Right now is an opportune moment to think about life – as in ‘getting a life’; being alive – like to try defining a wine that is ‘alive’?, and giving a life – read further.
Getting a life is my current focus of attention, after the past nearly eight weeks of Platter tastings and indexing, oh and writing those sometimes pesky introductions. It’s a full day’s work for me for the entire eight weeks; things like writing this blog are fitted in as and when.
I’ve been lucky enough to taste some top-notch wines this year, to the point of nominating more than usual for the five star taste off (happening on 8th September). I find that rather scary, given my usual parsimonious tendencies when it comes to such nominations, but then this year I have gained some of South Africa’s recognised top producers and, as is generally acknowledged, quality is improving all round.

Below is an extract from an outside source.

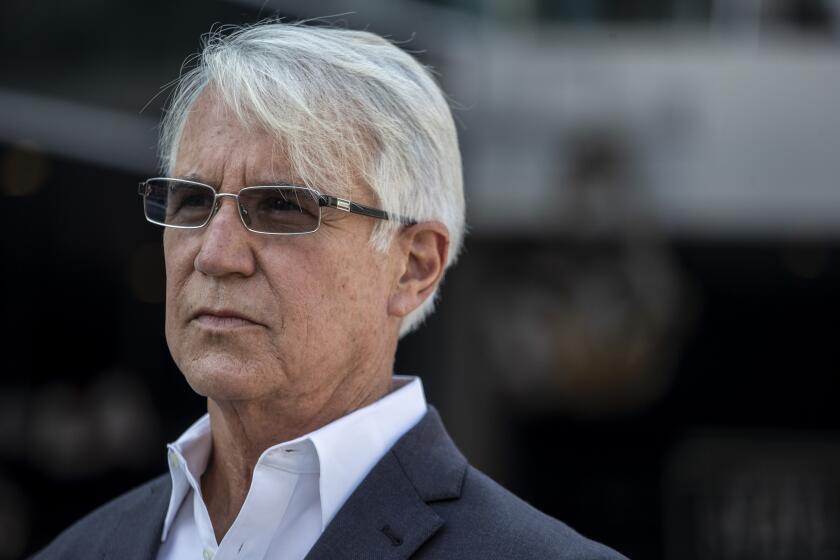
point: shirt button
(173, 459)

So I’ll have to wait and see whether the five star judges agree with my enthusiasm.
This might seem extraordinary to some, but by the time the last wine has been sipped and spat, my whole mouth is humming and wants nothing more than plain water, which I gratified it with for two wine-free days.
If exhaustion is one post-Platter feeling, so is one of being in limbo; with the daily routine a thing of the past, I’m looking around for things to do. Daft, really, as I know in my head not only is there much to catch up with, but I have a commission to write Decanter’s travel feature on Franschhoek; deadline end September. So no rest this year; the brain and mind are immediately required to return to top gear.

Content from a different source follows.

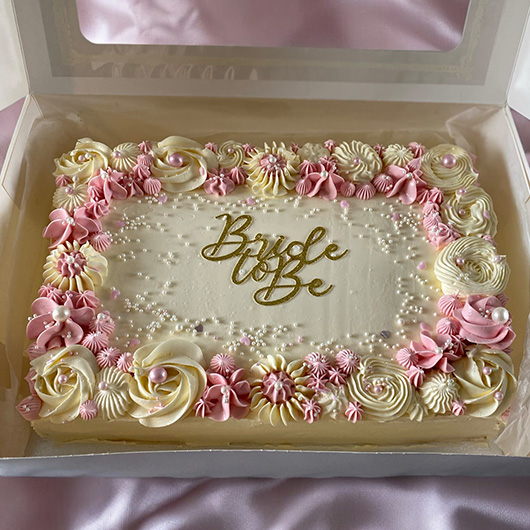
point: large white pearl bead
(500, 315)
(61, 313)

After those two days on the wagon and with the desire for wine safely returned, it was a bitterly cold Cape evening, one which cried out for Chateauneuf. Below is the bottle that was easiest to reach in a cellar still cluttered with Platter second bottles. Le Vieux Donjon is perhaps not as well known as it should be and won’t be here unless someone imports it. It’s a one red, one white producer, no fancy cuvées. The red is 75% grenache 10% syrah, 10% mourvèdre, 5% cinsault and counoise and white grapes include clairette. Of this 2005, Rhône expert, John Livingstone-Learmonth writes on his website ‘there is a good crackle in the red fruit’; that comment, recorded in 2008, is still very true. But what I find thrilling about this wine is that it’s so alive. It’s nothing to do with any individual component – well, not that I can identify – nor does it seem dependent on masking its size; the 14.5% alcohol is evident, if only for the doziness that came over me after drinking perhaps a little more than my share of the bottle! Of course, all wine is alive as it changes over time, but I often find our red wines lumpen, without spirit, even when there’s noticeable acidity and freshness. So, I battle to define this ‘aliveness’, but it certainly adds a thrill factor to the drinking experience.

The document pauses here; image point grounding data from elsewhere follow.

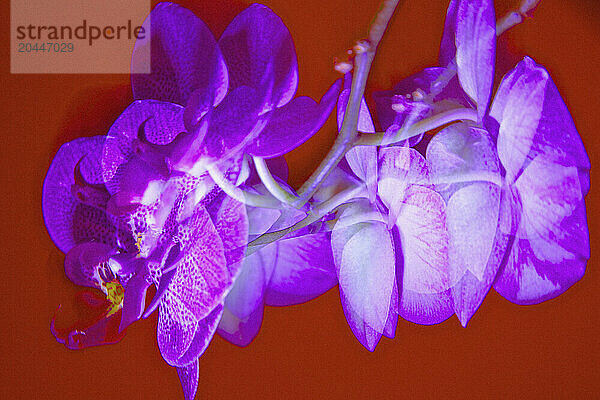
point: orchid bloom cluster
(187, 191)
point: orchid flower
(515, 186)
(391, 251)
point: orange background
(549, 350)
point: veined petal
(160, 122)
(202, 277)
(533, 119)
(68, 220)
(476, 50)
(423, 230)
(240, 331)
(303, 269)
(188, 377)
(184, 57)
(552, 241)
(204, 332)
(255, 38)
(367, 286)
(293, 124)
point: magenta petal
(184, 57)
(134, 298)
(69, 222)
(293, 124)
(534, 120)
(202, 277)
(83, 260)
(234, 123)
(255, 38)
(204, 332)
(161, 121)
(188, 377)
(476, 50)
(304, 269)
(231, 222)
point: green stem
(250, 199)
(270, 183)
(425, 125)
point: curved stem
(470, 176)
(247, 198)
(425, 125)
(270, 183)
(316, 214)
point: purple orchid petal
(70, 222)
(188, 377)
(204, 332)
(476, 50)
(293, 124)
(134, 296)
(254, 39)
(534, 120)
(400, 167)
(101, 329)
(303, 270)
(366, 288)
(231, 222)
(428, 92)
(177, 326)
(234, 123)
(184, 57)
(552, 241)
(83, 260)
(240, 331)
(448, 44)
(361, 159)
(202, 277)
(161, 123)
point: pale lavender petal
(254, 39)
(448, 44)
(303, 270)
(246, 294)
(291, 125)
(476, 50)
(204, 332)
(552, 241)
(240, 331)
(184, 57)
(188, 376)
(70, 222)
(533, 119)
(366, 286)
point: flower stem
(270, 183)
(425, 125)
(365, 53)
(247, 198)
(316, 214)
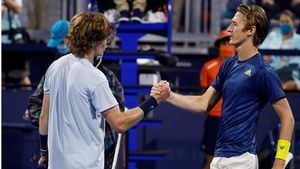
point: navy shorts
(210, 134)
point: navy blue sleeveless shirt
(246, 87)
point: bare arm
(13, 5)
(284, 112)
(121, 122)
(43, 124)
(198, 104)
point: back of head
(254, 15)
(86, 30)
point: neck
(246, 50)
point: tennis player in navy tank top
(246, 83)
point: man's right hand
(161, 91)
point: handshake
(161, 91)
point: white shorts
(244, 161)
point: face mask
(226, 51)
(285, 29)
(62, 49)
(97, 60)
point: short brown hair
(86, 29)
(255, 16)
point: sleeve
(271, 87)
(35, 101)
(46, 87)
(219, 80)
(203, 80)
(102, 97)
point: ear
(251, 31)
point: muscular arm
(43, 129)
(197, 104)
(284, 112)
(121, 122)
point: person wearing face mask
(58, 37)
(207, 75)
(60, 41)
(285, 38)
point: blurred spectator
(38, 14)
(207, 75)
(10, 20)
(296, 7)
(287, 67)
(138, 9)
(177, 13)
(58, 37)
(271, 7)
(14, 72)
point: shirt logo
(248, 72)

I could hardly believe my luck when I enjoyed the same thrill the following evening, when I turned to the local shelves in the cellar, drawing out Eagles’ Nest 2008 Syrah. Like the Chateauneuf, it bears a generous 14.5% alcohol, but has the same spirit – perhaps that is the best term to describe the elusive aliveness. Both wines give much pleasure now but should continue to live a full life for many more years.
The real winners in the resurrected Chenin Blanc Challenge are the workers and their families on the farms. Sponsors, Standard Bank gave R20 000 to each of the top ten, with the proviso that the money must be used to reinforce the economic and social benefits in the workplace to the workforce.
In alphabetical order, Bellingham will provide a travel learning centre servicing nine schools and 1400 children; Kleine Zalze worker’s committee will use it for their home grown projects; Pebbles will benefit from KWV’s R20 000 via educational needs; Crèches on Perdeberg members’ farms will be upgraded with the money; Remhoogte will donate the money to Pebbles for a geyser for the farm crèche, a jungle gym and development of vegetable gardens for the seven families who live on the farm; Rijks workers’ restroom and meeting room will be renovated; Workers on Simonsig will benefit from a crèche and after school facility, complete with computer and internet access; Spier’s winnings will be split between the Anna Foundation, Little Angels and Food Pods, the last teaching people to grow their own gardens; Stellenrust’s R20 000 will to the Stellenrust education trust, extending Fairtrade activities and computer literacy classes. Finally, Villiera, where Pebbles is based, will donate the money to a school leavers project, specifially a welding course for one young man who lives on the farm.
That’s what I call giving a life to all those who contributed to those ten very smart chenin blancs.